Platform infrastructure & automation

@da_poling|February 1, 2025 (1y ago)

Thirty percent of our rebuilds were triggered by editors publishing redirects.

That number took a while to surface because nobody was measuring it. Each site had its own repository, its own deployment process, its own interpretation of how things should work. When a content editor updated a redirect in the CMS, the entire site rebuilt. On Gatsby, with a cold cache, that could mean hours. Teams had learned to work around it by scheduling publishes, batching changes, and accepting platform slowness as a fixed cost of doing business. Nobody connected the symptom to the cause because nobody had visibility across the whole system.

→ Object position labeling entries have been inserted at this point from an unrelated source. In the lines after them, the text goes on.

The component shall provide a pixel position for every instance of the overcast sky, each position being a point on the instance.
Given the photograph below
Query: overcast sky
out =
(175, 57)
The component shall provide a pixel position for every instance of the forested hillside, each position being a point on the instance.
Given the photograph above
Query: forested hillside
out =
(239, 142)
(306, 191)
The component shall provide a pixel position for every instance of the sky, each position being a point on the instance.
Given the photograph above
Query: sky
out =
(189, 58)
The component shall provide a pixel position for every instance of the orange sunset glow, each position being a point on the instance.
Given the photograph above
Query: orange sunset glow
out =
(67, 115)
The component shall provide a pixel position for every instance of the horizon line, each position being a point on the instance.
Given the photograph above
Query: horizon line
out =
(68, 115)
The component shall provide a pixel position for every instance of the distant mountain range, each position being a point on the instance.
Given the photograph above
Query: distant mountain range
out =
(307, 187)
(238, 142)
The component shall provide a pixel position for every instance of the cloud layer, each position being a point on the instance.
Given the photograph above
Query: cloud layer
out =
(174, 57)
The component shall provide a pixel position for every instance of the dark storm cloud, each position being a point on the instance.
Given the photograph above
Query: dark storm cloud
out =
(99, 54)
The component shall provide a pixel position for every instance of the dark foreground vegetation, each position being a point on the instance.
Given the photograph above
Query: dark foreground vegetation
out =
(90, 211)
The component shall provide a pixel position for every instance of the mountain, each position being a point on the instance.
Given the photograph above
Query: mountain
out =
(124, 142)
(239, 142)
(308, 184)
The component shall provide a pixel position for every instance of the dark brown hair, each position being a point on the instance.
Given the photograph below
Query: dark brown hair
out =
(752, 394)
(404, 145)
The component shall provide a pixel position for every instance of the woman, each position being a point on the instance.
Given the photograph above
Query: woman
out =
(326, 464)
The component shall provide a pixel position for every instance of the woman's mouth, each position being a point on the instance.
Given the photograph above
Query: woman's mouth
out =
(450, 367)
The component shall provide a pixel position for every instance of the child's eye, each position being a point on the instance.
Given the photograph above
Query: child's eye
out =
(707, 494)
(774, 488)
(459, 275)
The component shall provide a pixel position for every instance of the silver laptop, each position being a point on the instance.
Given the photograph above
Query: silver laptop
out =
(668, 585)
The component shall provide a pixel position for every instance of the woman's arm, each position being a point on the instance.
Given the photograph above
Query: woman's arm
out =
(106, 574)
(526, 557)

That is what institutional drift looks like up close. Not a single catastrophic failure, but dozens of small accommodations that accumulate into something very hard to move.

The sites themselves told the same story. Each one had been built by an independent team, pulling from a shared brand that existed more as aspiration than specification. The result was multiple versions of navigation, layout shifts between domains, and fractured user journeys where moving from one Penn State property to another felt like leaving the university entirely. Iframes were everywhere, teams embedding other sites to avoid rebuilding shared UI they did not control. The debt was visible in the experience.

The migration from Gatsby to Next.js on Vercel improved build times, but build time was never the real problem. It was a symptom of an architecture with no center. The monorepo gave it one.

What centralization changed

Centralizing into a single multi-package repository changed what was possible. Shared components, shared utilities, and shared schemas were versioned together and governed from one place. Teams maintaining local copies of the same navigation component moved to a single source. When behavior changed, it changed everywhere at once. Drift stopped accumulating because the conditions that produced drift were removed.

Redirect architecture was a specific problem with a specific fix. Moving redirect logic into Vercel Edge Config made updates instant and removed rebuilds entirely. Thirty percent of rebuild triggers, gone. The deeper win was instrumentation. The number existed because the pipeline became observable enough to measure it.

You cannot fix what you cannot see, and most of the platform's problems had been invisible for a long time.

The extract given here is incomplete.